In addition to the Core Collection of handicrafed reefs constructed by Christine Wertheim and Margaret Wertheim, the Crochet Coral Reef project encompasses a community program in which citizens of various cities and countries create local ‘Satellite Reefs’. As of 2022, 50 Satellite Reefs have been made worldwide, including in Chicago, New York, London, Melbourne, Ireland, Latvia, Finland, Germany and the United Arab Emirates. More than 20,000 people have contributed to this ever-growing woolen archipelago. At the end of the page is a list of all Satellite Reefs and their host institutions.

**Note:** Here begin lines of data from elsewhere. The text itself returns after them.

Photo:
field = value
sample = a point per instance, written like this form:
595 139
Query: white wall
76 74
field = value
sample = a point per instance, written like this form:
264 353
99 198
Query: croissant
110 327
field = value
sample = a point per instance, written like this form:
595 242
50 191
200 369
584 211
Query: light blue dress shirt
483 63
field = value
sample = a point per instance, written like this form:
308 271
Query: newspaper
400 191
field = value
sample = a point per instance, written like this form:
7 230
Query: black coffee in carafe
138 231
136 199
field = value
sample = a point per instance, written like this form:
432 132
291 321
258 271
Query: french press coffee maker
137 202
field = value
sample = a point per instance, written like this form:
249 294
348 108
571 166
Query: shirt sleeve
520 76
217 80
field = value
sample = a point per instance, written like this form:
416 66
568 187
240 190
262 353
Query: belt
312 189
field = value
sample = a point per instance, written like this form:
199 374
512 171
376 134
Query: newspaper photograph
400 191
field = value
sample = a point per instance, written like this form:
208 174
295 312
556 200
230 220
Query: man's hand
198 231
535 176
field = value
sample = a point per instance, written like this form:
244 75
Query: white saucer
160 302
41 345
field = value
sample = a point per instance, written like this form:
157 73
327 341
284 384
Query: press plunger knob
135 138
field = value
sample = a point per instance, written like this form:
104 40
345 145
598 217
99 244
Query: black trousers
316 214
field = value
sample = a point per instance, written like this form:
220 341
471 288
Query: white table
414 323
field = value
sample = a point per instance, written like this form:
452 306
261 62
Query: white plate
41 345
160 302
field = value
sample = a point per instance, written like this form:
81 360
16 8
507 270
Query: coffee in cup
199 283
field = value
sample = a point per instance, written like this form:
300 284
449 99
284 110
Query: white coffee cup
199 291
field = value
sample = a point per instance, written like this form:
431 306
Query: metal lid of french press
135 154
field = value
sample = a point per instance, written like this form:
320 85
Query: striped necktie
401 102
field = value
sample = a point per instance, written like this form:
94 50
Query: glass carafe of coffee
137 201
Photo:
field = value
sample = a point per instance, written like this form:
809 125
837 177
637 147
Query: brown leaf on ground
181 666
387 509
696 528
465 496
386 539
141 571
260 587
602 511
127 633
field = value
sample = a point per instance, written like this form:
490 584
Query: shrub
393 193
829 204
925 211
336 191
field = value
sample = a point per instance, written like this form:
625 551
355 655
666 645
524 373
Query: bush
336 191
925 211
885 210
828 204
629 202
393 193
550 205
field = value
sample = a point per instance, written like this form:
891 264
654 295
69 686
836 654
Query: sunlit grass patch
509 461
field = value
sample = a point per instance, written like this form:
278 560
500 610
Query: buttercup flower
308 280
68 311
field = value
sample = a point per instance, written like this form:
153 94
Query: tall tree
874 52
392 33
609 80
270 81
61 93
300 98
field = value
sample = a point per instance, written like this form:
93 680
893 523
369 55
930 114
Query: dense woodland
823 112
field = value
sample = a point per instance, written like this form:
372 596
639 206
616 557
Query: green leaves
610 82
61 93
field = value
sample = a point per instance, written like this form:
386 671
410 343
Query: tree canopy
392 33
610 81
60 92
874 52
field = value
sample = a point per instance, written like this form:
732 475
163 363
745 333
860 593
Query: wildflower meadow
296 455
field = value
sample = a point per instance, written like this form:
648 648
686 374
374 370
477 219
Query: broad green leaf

Reefs in the time of COVID
In 2022, while the world still reels from the pandemic, several new Satellite Reefs were completed. The Baden Baden Satellite Reef in Germany, now the largest ever community reef – with over 40,000 corals by 4000 contributors – was exhibited at Museum Frieder Burda as part of a museum-wide retrospective of the project, Wert und Wandel der Korallen. At the Ontario Science Centre in Toronto, a Satellite Reef also accompanied an exhibition of the IFF’s reefs; and at the Tang Teaching Museum the Saratoga Springs Satellite Reef was a centerpiece of the exhibition Radical Fiber: Threads Connecting Art and Science. A Satellite Reef was also made at the North Carolina Museum of Art as a component of Fault Lines, an exhibition showcasing artists’ response to climate change.
Local Satellite Reefs
If your organization would like to start a Satellite Reef, please send a formal inquiry. We welcome queries from different institutions. Some reefs are gigantic, others small and intimate. Some involve a few dozen participants, others engage thousands. The first Satellite Reef was made in 2007 in Chicago, hosted by the Jane Addams Hull House Museum and the Chicago Humanities Festival. At the Smithsonian’s National Museum of Natural History, 900+ people contributed from all 50 US states and a dozen other countries. At the Museum Kunst der Westküste on the island of Fohr off the coast of Germany, over 700 citizens across Germany and Denmark participated, with contributions from Austria and Holland. Far-flung contributors send in their models by post. In Dublin, a reef was hosted by the Science Gallery at Trinity College, Ireland’s foremost academic institution; while in Melbourne, the project was enacted at the Burranja Cultural Center, which serves women subject to domestic violence. In the UAE, the NYU Abu Dhabi Institute hosted a reef constructed around traditional Emirati fishing baskets; and at the Hayward Gallery in London, UK crafters fabricated their reef around a series of giant plaster ‘reef balls’ that emulated the concrete structures scientists build to encourage growth at sites of living reef destruction. The largest reef to date is the Baden-Baden Satellite Reef, hosted in 2021/22 by Museum Frieder Burda, for which 4000+ people across the German-speaking world contributed over 40,000 corals.